Security vendors are increasingly surveying enterprises and quantifying the threats present on their networks, whether active or passive. This adds to the bigger picture on network security and helps end-user organizations get a better understanding on what their company is up against in terms of security. A recent comprehensive security audit conducted by an endpoint security vendor which surveyed 30 large organizations covering 193,000 corporate endpoints and servers revealed that 25,090 (13%) of the corporate PCs surveyed had unauthorized mass storage devices attached to them, opening the door to data leakage and the opportunity for USB-borne viruses, surveillance applications and Malware to enter the corporate network. While this was the single, most common potential threat, it was by no means the only one.

This may explain the wave of interest in device control applications and the increase in the number of vendors offering these niche solutions. However, corporations need to understand the other types of threats their internal endpoints are exposed to that can be as harmful as the USB threat in the same vein.

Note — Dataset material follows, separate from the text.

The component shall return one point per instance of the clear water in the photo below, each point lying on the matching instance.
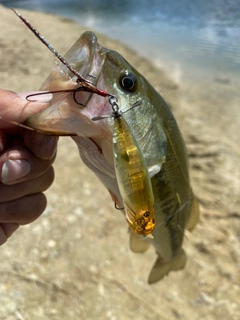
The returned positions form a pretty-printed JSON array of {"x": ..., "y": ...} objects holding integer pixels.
[{"x": 185, "y": 37}]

The below list shows other methods where classified data can leak out of a company or introduce malicious software into an organization:

• e-mail- both in the body of an e-mail, as an attachment or even a link
• P2P Applications
• Internet telephony service
• File Sharing applications
• File Transfers – FTP
• Shared folders enabling easy access by P2P applications
• Remote Control Applications
• Floppy disks or CDs

Further results showed that 7720 (4%) of the 193,000 audited corporate PCs had Peer-to-Peer (File Sharing and Instant Messengers) applications installed. 2895 (1.5%) did not have the latest Microsoft service packs, 3281 (1.7%) had their anti-virus client either turned off or out of date, 2316 (1.2%) were without required 3rd party desktop security agents and 1582 (0.8%) had unauthorized remote control software, with only a few of those showing thunauthorized and unprotected shared folders. These results indicate the prevalence of unauthorized software, rogue processes and endpoint security gaps that have the potential to explode into major security breaches if left unchecked.